I'am facing a problem parsing csv in Apache Beam pipeline project.
I used line.split(",") to get an Array of strings but i have csv fields that contains conversation that have "," character and | ect...
Here's snippets of my code:
public class ConvertBlockerToConversationOperation extends DoFn<String, PubsubMessage> {
private final Logger log = LoggerFactory.getLogger(ParseCsv.class);
@ProcessElement
public void processElement(ProcessContext c) {
String startConversationMessage = c.element();
JsonObject conversation = ParseCsv.getObjectFromCsv(startConversationMessage);
c.output(new PubsubMessage(conversation.toString().getBytes(),null ));
}
}
I am using TextIO.read() to read csv from a GC Storage:
public class CsvToPubsub {
public interface Options extends PipelineOptions {
@Description("The file pattern to read records from (e.g. gs://bucket/file-*.csv)")
@Required
ValueProvider<String> getInputFilePattern();
void setInputFilePattern(ValueProvider<String> value);
@Description("The name of the topic which data should be published to. "

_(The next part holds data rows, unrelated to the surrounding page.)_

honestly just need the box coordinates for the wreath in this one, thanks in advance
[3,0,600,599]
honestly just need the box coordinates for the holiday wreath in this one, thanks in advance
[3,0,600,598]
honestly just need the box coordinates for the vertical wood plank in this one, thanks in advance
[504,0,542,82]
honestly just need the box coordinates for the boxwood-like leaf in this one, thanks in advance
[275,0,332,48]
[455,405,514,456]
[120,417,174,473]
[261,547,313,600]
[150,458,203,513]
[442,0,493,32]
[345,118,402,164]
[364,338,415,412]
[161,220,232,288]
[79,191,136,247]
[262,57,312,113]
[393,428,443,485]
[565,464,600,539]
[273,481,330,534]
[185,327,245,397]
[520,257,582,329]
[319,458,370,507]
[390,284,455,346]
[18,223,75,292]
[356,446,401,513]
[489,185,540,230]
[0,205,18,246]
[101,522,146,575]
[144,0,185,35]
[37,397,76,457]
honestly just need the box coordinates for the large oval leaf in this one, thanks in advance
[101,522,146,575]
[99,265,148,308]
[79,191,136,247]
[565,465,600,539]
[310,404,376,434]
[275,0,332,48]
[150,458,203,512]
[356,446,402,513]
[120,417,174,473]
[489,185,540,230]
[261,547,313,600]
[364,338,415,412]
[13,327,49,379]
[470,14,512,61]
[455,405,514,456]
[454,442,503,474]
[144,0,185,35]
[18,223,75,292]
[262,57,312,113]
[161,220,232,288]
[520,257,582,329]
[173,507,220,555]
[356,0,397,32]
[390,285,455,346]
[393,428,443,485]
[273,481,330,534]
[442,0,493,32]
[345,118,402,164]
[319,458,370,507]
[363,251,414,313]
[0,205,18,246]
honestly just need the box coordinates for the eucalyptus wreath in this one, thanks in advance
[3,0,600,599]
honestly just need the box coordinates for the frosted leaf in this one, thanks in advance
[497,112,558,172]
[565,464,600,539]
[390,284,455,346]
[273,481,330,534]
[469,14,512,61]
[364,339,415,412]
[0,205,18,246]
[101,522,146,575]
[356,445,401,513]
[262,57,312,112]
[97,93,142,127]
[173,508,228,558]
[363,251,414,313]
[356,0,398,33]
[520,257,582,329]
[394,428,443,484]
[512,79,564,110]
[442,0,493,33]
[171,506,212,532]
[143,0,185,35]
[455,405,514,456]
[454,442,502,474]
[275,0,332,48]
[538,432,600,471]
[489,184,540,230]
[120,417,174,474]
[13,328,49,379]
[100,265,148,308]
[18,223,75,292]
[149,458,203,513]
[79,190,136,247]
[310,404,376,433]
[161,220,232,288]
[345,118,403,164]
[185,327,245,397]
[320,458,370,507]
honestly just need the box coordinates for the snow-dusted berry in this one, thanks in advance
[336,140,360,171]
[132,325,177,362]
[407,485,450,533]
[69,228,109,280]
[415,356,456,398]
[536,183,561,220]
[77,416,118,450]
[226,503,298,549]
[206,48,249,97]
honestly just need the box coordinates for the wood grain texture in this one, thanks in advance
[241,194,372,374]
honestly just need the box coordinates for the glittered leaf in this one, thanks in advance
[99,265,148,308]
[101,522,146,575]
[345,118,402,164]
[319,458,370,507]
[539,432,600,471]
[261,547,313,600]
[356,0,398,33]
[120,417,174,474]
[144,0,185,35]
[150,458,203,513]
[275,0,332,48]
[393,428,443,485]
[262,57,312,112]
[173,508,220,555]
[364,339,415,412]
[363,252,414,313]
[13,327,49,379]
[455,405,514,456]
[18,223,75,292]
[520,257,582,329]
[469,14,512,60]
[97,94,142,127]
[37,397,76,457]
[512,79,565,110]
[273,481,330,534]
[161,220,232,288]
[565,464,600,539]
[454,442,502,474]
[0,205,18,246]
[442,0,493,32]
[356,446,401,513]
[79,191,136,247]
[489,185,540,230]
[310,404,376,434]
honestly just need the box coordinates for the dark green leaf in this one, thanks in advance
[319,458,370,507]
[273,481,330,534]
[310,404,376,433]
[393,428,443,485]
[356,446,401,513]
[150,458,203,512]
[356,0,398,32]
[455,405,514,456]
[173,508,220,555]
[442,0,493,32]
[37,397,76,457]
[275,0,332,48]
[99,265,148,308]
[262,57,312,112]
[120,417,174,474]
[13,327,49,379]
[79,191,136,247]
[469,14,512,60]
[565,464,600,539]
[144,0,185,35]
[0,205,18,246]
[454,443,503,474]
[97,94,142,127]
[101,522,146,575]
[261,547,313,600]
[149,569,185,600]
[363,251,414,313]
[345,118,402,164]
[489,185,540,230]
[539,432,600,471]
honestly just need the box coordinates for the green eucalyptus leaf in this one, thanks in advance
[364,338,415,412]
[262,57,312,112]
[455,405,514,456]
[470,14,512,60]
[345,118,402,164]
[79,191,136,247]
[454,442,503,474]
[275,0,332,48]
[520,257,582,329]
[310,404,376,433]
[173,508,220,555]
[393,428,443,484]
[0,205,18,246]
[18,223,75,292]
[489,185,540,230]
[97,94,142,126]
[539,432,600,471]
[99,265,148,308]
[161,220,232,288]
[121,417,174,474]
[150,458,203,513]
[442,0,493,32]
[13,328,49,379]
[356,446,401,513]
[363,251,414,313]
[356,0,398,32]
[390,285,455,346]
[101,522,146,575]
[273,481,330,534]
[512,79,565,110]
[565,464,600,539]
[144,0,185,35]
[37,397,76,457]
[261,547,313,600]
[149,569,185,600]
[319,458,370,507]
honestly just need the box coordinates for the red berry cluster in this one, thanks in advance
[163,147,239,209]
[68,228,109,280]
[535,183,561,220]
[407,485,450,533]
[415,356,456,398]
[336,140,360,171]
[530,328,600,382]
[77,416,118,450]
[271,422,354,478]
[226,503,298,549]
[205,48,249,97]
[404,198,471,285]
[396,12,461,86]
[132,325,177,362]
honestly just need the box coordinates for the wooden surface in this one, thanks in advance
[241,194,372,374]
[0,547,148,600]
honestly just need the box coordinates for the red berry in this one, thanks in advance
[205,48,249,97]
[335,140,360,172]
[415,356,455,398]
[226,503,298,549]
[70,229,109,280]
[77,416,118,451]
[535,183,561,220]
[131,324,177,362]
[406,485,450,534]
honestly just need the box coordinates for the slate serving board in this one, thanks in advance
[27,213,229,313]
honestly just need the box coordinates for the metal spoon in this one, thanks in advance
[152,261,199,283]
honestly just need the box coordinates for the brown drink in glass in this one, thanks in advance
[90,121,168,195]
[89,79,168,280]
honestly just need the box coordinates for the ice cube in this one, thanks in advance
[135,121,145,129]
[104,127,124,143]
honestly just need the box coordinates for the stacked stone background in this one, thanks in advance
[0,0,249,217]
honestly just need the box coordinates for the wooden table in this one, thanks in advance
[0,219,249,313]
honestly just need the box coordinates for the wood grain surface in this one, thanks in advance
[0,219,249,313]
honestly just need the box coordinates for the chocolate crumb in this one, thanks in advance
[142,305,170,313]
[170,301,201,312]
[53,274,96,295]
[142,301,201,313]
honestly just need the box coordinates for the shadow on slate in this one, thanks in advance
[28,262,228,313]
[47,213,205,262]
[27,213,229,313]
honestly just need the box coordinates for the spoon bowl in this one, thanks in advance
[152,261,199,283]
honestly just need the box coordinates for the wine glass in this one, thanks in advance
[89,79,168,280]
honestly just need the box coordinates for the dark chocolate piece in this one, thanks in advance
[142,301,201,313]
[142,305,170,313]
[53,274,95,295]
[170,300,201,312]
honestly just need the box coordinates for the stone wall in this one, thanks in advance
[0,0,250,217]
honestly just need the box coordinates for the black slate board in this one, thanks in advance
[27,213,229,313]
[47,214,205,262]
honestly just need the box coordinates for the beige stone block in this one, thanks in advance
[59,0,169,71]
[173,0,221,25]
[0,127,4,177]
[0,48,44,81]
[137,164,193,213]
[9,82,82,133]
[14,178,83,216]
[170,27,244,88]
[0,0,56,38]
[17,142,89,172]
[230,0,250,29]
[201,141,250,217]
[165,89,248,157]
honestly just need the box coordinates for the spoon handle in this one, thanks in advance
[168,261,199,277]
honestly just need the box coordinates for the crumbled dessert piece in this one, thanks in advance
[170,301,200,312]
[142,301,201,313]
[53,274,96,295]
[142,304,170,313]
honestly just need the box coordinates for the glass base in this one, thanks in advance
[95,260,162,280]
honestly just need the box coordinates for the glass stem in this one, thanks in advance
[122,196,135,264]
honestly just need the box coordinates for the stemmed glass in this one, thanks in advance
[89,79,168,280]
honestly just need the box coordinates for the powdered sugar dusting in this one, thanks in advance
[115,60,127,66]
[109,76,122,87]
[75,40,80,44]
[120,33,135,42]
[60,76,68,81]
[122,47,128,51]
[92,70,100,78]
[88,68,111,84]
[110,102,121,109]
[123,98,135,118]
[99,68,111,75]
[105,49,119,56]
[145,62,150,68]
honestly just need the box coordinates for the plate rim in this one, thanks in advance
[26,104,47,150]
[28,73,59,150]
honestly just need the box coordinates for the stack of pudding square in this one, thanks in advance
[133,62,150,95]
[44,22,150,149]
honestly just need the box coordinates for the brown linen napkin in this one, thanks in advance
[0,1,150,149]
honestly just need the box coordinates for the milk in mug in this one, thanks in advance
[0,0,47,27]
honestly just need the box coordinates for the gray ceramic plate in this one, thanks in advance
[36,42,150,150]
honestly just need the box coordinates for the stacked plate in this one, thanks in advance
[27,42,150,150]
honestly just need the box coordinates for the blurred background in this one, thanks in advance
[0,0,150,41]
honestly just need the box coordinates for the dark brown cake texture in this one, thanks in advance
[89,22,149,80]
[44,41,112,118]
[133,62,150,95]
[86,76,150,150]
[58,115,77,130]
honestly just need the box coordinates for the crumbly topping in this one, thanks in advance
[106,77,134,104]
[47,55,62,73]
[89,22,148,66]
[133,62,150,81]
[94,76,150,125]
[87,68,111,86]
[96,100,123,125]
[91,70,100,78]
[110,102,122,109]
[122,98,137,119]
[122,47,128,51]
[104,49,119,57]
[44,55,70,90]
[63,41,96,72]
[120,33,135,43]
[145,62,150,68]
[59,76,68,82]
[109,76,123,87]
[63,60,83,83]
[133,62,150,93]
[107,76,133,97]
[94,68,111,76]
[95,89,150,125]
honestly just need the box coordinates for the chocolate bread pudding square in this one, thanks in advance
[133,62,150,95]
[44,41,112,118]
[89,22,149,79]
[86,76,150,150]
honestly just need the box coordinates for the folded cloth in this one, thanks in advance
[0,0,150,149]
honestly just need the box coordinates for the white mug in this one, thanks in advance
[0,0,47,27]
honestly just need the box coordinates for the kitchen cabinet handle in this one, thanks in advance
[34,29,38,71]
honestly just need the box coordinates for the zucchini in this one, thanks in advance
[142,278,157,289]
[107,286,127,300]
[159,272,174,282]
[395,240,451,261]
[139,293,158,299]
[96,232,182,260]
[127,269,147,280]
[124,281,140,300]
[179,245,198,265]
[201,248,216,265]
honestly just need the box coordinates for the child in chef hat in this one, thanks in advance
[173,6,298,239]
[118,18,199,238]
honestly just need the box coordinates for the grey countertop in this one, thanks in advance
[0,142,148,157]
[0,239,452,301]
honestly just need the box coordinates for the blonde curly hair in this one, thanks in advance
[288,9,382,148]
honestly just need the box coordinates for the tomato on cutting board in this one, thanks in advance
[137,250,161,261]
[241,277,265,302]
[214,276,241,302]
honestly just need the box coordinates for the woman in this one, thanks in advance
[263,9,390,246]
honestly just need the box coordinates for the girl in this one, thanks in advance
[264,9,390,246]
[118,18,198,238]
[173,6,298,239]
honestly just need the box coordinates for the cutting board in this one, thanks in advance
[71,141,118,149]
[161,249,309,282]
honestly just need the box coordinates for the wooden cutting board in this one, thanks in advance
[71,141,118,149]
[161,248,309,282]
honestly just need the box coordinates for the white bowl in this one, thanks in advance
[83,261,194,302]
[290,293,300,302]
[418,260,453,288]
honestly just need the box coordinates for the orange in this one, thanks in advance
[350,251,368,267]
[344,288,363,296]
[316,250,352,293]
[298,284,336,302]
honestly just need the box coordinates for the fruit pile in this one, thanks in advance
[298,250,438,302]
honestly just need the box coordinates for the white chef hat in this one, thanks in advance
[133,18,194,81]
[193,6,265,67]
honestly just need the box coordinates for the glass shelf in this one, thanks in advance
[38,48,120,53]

+ "The name should be in the format of projects/<project-id>/topics/<topic-name>.")
@Required
ValueProvider<String> getOutputTopic();
void setOutputTopic(ValueProvider<String> value);
}
public static void main(String[] args) {
ConfigurationLoader configurationLoader = new ConfigurationLoader(args[0].substring(6));
PipelineUtils pipelineUtils = new PipelineUtils();
Options options = PipelineOptionsFactory
.fromArgs(args)
.withValidation()
.as(Options.class);
run(options,configurationLoader,pipelineUtils);
}
public static PipelineResult run(Options options,ConfigurationLoader configurationLoader,PipelineUtils pipelineUtils) {
Pipeline pipeline = Pipeline.create(options);
pipeline
.apply("Read Text Data", TextIO.read().from(options.getInputFilePattern()))
.apply("Transform CSV to Conversation", ParDo.of(new ConvertBlockerToConversationOperation()))
.apply("Generate conversation command", ParDo.of(new GenerateConversationCommandOperation(pipelineUtils)))
.apply("Partition conversations", Partition.of(4, new PartitionConversationBySourceOperation()))
.apply("Publish conveIorsations", new PublishConversationPartitionToPubSubOperation(configurationLoader, new ConvertConversationToStringOperation()));
return pipeline.run();
}
}
Is there any csv Library that support a TextIo output?